DAUPHIN – DOFA – McDOFA – DUFFY
The names are all spellings by different people on Mathieu Dauphin and his family. Mathieu did not read or write.
Mathieu was born in 1815/16 to Abraham and ______. His grandparents were John Baptiste Dauphin and Catherine Constant. They were married 27 August 1787 in the Old Cathedral of St. Louis, Missouri.
Mathieu came West in 1838 with Joe Meek, Captain Bonneville and Dr. Hake, bringing Narcissa Whitman’s wagon to Waiilatpu (Whitman Mission).
He married Suzanne Cayouse in 1840. Suzanne was born in 1824. They traveled to Fort Hall, Utah Territory. While there, Abraham was born in 1842 and Catherine in 1844. Going West again to the California gold fields in the Yuba River area, Rosalie was born in 1847. During this time Mathieu worked for Dr. William Hake and Dr. John McLoughlin.
Moving North to the French Prairie by the Pudding River near Gervais, Oregon they homesteaded. On the 1850 Agriculture Census they are listed with – land valued at $1,000.00, 320 acres of wheat and oats, 18 horses, 2 cows, 6 cattle, 18 swine.
3 June 1850 Mathieu witnessed and served as Godfather for the Baptism by Archbishop Blanchet of the five Cayouse convicted by trial for the Whitman Massacre.
Felicite was born 1852 at their home on the French Prairie. Moving again to Wasco County, near the Dalles, Oregon, they homesteaded again. Julien was born here in 1854. Mathieu served as a juror in the First Session of the District Court of Wasco County, The Dalles, Oregon.
29 May – 11 June 1855 found Mathieu serving as an interpreter and witness for the Nez Perce at the Treaty Council with Governor Stevens presiding in the Walla Walla Valley. The Tribes ceded their lands to the United States Government.
1856 Sophia Ann was born at their homestead in Wasco County, Oregon.
After the 1855 Battle of Frenchtown, they moved back here. Their homestead was 160 acres by the Walla Walla River. Their land was where Lowden, Washington is now. Their home was 16 x 22 feet with a kitchen attached of 14 x 16 feet. It has a shingled roof, board floor, doors and windows.
John Baptiste was born in 1858. Sophia Ann died in 1860 of a lung cold. Constance was born in 1861.
Mathieu died 10 May 1867 and was buried on the bluff north of their home by his daughter, Sophie Ann.
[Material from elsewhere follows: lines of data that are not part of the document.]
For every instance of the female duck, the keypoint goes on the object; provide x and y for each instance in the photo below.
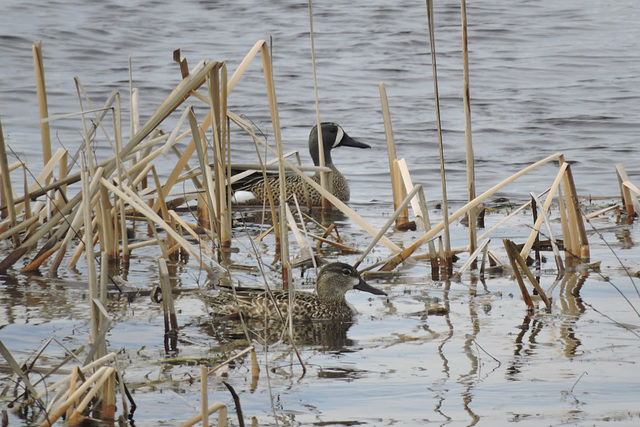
(334, 280)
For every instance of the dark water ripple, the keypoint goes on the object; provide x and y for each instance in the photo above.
(545, 76)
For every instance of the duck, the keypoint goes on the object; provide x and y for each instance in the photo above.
(251, 191)
(327, 303)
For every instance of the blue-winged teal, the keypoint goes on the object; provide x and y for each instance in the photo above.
(334, 280)
(252, 191)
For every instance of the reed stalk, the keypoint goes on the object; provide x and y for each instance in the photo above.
(7, 189)
(99, 377)
(552, 239)
(579, 233)
(218, 407)
(207, 207)
(168, 308)
(134, 200)
(399, 191)
(400, 209)
(513, 254)
(629, 200)
(471, 174)
(517, 263)
(324, 177)
(443, 181)
(408, 251)
(41, 87)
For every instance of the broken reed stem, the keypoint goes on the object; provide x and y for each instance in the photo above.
(7, 189)
(629, 200)
(38, 65)
(99, 377)
(324, 177)
(209, 209)
(396, 214)
(407, 252)
(275, 120)
(397, 188)
(577, 221)
(471, 175)
(552, 238)
(520, 262)
(169, 310)
(513, 255)
(204, 396)
(221, 408)
(443, 181)
(88, 244)
(134, 200)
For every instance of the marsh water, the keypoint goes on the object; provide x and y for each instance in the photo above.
(545, 77)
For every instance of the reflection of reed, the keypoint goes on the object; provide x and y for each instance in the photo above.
(326, 335)
(467, 397)
(534, 326)
(572, 308)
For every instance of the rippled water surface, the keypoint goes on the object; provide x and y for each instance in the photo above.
(545, 77)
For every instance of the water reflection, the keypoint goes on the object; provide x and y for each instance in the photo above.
(323, 335)
(572, 308)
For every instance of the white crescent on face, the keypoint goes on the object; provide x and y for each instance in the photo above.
(339, 137)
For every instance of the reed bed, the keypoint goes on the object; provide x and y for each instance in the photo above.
(53, 219)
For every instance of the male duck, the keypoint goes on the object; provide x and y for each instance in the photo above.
(334, 280)
(252, 191)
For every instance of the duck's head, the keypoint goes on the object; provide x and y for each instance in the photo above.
(335, 279)
(332, 136)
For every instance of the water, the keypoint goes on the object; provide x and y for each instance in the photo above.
(546, 77)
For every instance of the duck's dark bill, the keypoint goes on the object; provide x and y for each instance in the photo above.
(364, 286)
(347, 141)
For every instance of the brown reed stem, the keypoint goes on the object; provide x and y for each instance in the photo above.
(38, 64)
(7, 190)
(399, 191)
(448, 261)
(471, 175)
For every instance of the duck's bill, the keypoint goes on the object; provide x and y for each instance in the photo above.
(347, 141)
(365, 287)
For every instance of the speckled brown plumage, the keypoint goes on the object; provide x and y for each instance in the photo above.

The Title of their homestead came to “Suzanne Dofa, widow of Mathieu Dofa” 1 August 1871. This made Suzanne, a full blood Cayouse a “Landowner”. If this was known it would not have happened. The Land Office was in Vancouver, Washington.
Suzanne signed the “Right of Way” for the Walla Walla & Columbia River Railroad to go through her land on 17 June 1875. Dr. Baker was financing this endeavor.
Suzanne died 17 June 1876 and was buried in St. Rose Cemetery, Frenchtown. Suzanne’s Indian name is unknown.
Their Catholic faith was important to them. The children were baptized, received communion, confirmed, married, given Last Rights and buried in their faith. Records are in the Helen Munnich Books.
Mathieu named his children after his parents and grandparents in the French custom.
Mathieu and Suzannes’s children married into other French Metis families – Gagnon, Pambrun, Bonnefant, Woodward LaRocque and Picard. The children received allotments on the Confederated Tribes of the Umatilla Indian Reservation. Many of their descendants are living in the area. Julien married an Indian woman named Mary. After Julien’s death all trace of wife Mary, son Mathieu and daughter Anna was lost. Mary’s Indian name is unknown.